IFRS 17 is a principles-based accounting standard and allows for alternative accounting treatments. Under IFRS 17, changes in financial assumptions can alternatively be routed through Other Comprehensive Income (OCI) (for GMM contracts), instead of the Profit and Loss account, reducing volatility
Presently, losses under lossmaking (onerous) contracts are cross-subsidized against profitable contracts, but under IFRS 17, there is the requirement to identify onerous contracts separately and also recognize the losses immediately in profit and loss account.
|Timing of Event||Event||Debit Account||Credit Account|
|Initial recognition||Insurance contract initial recognition (Onerous and non-onerous)||Insurance contract liabilities—PV of Inflow||Insurance contract liabilities—PV of outflow: insurance component|
|Insurance contract liabilities—RA|
|Insurance contract liabilities—PV of outflow: investment Component|
|Loss component of the liability||Insurance contract liabilities—CSM|
|Initial recognition||Loss component recognition||Insurance service expense—loss on onerous contracts||Loss component of the liability|
The first sample entry above is for recognition of an insurance contract.
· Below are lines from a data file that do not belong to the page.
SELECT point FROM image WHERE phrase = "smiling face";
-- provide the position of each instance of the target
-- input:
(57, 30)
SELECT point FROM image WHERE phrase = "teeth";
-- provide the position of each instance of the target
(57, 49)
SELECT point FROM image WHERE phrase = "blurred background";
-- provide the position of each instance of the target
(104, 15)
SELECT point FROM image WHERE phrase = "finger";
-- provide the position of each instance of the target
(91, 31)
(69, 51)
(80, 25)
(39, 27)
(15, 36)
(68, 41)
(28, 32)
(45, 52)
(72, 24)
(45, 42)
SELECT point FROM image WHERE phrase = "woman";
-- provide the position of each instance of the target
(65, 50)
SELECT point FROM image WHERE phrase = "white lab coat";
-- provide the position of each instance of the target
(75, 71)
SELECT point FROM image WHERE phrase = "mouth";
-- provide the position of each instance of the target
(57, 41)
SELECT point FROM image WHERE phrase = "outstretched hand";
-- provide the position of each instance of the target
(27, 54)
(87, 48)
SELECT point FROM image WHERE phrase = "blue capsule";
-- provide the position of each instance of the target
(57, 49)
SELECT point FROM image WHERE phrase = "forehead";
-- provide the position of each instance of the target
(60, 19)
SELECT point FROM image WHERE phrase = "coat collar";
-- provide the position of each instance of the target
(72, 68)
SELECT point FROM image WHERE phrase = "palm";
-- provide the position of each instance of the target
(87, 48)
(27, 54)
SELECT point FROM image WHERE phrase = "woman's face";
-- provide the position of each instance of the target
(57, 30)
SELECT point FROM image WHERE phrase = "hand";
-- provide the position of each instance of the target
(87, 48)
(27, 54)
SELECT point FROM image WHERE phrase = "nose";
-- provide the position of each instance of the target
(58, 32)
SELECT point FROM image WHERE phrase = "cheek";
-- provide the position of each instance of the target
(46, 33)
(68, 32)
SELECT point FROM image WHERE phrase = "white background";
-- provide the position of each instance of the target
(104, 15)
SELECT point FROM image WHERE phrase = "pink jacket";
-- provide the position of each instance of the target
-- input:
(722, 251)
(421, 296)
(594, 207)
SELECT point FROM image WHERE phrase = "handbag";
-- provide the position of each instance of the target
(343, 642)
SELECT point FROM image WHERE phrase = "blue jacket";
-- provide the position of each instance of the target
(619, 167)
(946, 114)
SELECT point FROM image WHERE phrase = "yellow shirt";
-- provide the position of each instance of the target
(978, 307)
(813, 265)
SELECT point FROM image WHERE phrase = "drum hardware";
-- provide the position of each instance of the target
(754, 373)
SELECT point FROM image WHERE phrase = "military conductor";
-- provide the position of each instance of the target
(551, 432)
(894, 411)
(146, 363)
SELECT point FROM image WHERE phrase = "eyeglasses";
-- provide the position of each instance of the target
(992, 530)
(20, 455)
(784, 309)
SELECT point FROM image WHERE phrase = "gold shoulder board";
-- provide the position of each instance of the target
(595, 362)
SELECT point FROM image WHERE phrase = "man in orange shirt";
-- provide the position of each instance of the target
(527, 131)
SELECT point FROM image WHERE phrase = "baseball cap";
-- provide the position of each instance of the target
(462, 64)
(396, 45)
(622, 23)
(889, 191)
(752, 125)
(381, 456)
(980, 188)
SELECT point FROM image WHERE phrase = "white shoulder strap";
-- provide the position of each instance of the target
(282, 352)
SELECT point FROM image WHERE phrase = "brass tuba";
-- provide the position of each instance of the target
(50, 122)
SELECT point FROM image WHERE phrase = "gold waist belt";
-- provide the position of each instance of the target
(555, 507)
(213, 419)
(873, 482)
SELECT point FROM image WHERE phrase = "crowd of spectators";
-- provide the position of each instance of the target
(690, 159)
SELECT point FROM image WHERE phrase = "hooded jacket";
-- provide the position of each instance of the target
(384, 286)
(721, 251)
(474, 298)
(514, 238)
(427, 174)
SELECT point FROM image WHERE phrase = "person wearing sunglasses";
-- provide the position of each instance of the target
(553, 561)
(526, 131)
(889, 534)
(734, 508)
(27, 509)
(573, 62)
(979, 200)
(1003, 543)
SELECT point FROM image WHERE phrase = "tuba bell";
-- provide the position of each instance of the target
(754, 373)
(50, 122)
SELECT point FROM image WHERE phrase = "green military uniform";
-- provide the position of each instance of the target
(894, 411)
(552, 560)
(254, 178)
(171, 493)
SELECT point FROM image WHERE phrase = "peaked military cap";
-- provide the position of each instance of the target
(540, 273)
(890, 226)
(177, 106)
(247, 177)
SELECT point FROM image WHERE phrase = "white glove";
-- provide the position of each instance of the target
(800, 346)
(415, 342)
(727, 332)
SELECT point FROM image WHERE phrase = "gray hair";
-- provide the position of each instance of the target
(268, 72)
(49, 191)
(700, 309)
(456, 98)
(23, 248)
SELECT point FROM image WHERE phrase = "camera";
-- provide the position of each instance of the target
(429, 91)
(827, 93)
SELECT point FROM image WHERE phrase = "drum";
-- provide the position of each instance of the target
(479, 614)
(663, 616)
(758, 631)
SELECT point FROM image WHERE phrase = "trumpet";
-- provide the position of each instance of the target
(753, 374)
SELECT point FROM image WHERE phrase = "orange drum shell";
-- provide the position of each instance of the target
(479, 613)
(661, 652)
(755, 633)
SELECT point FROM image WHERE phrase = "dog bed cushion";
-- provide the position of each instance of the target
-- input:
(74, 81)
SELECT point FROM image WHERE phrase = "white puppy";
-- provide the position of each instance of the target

The respective amounts for each contract/cohort need to come from the CSM engine. As there could be reversal of CSM or reversal of the loss component at any point, one way to handle such situation would be to have entries that have both CSM and Loss component in the same entry. Similar entries need to be passed for changes to future service liabilities and that impact the CSM/Loss component. Also, as required by the standard, the loss component is immediately realized as an expense (and subsequently moved to Profit and Loss account)
When applying the new standard to reinsurance contracts, there will be challenges like differences in contract boundaries, CSM release pattern that will have to be dealt with.